US exceptionalism roars back
After small outflows in April, foreign investors returned in record numbers in May
A month ago, I wrote a post about foreign portfolio flows into the US, which were only modestly negative in April after the turbulence of “Liberation Day.” The US Treasury just published the latest data for May, which show record inflows into Treasury bonds and notes as well as US equities. All this is notable because so many commentators prophesied the end of US “exceptionalism” after the turbulence of recent months. The reality is that markets are far more accepting of all the ups and downs than people realize. US “exceptionalism” is alive and well.
The two charts above show the same data, which are published by the US Treasury six weeks after the end of every month and cover net foreign inflows into long-term US assets, spanning flows into US equities (purple), corporate debt (blue), Agency debt (orange) and Treasury notes and bonds (red). The left chart focuses on more recent data, giving monthly flows from January 2018 through May 2025 in billions of Dollars. The right chart gives a longer-term perspective, showing 12-month rolling sums of these flows from January 2000 through May 2025.

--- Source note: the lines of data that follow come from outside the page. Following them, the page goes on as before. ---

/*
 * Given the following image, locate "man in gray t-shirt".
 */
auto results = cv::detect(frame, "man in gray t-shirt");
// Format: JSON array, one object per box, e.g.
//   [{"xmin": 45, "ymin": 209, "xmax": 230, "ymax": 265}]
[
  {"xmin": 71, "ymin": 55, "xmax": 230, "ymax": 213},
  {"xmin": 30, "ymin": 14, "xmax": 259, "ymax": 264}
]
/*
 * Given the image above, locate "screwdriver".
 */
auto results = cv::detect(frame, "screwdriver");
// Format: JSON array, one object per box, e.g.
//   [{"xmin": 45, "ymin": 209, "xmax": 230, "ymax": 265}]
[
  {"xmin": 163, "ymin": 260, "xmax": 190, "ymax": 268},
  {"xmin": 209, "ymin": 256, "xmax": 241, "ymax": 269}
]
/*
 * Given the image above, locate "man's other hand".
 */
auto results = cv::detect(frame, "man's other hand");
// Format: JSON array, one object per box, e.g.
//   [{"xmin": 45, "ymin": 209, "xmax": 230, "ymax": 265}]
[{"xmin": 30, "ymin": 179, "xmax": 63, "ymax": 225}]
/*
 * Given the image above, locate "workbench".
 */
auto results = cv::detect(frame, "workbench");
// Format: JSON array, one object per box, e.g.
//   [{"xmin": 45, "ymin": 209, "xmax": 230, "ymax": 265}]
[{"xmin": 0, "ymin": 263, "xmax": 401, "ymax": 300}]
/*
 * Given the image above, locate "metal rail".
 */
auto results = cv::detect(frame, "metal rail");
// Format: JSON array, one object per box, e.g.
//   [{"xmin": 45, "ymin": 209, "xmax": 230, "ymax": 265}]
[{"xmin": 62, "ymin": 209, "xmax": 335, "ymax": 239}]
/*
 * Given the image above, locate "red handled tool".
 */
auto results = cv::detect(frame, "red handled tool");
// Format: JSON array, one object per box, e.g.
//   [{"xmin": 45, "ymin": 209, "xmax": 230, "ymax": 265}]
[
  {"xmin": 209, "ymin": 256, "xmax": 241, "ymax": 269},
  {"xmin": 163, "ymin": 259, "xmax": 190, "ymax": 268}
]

The left chart shows that foreign net buying of Treasuries and US equities came roaring back in May, after only tepid outflows in April. The right chart shows that net foreign inflows are near their all-time high of July 2023, which was the peak of the US “exceptionalism” narrative in markets. The truth is that markets are far more tolerant of all the policy ups and downs than people think. The hurdle for the US to experience genuine capital flight is high and certainly wasn’t breached in April.
These flows suggest that the fall in the Dollar may have been driven by a relatively small segment of the market, which is another way of saying that small outflows led to disproportionate moves in global foreign exchange markets. This could reflect thinner liquidity at a time of heightened risk aversion, which is fairly common when markets are turbulent. That makes price action - and the fall in the Dollar - a noisy proxy for what investors really think. They seem to still be very positive on the US.


But then the USD sold off in June as some of them hedged ..
Very interesting and not what many commentators will have expected.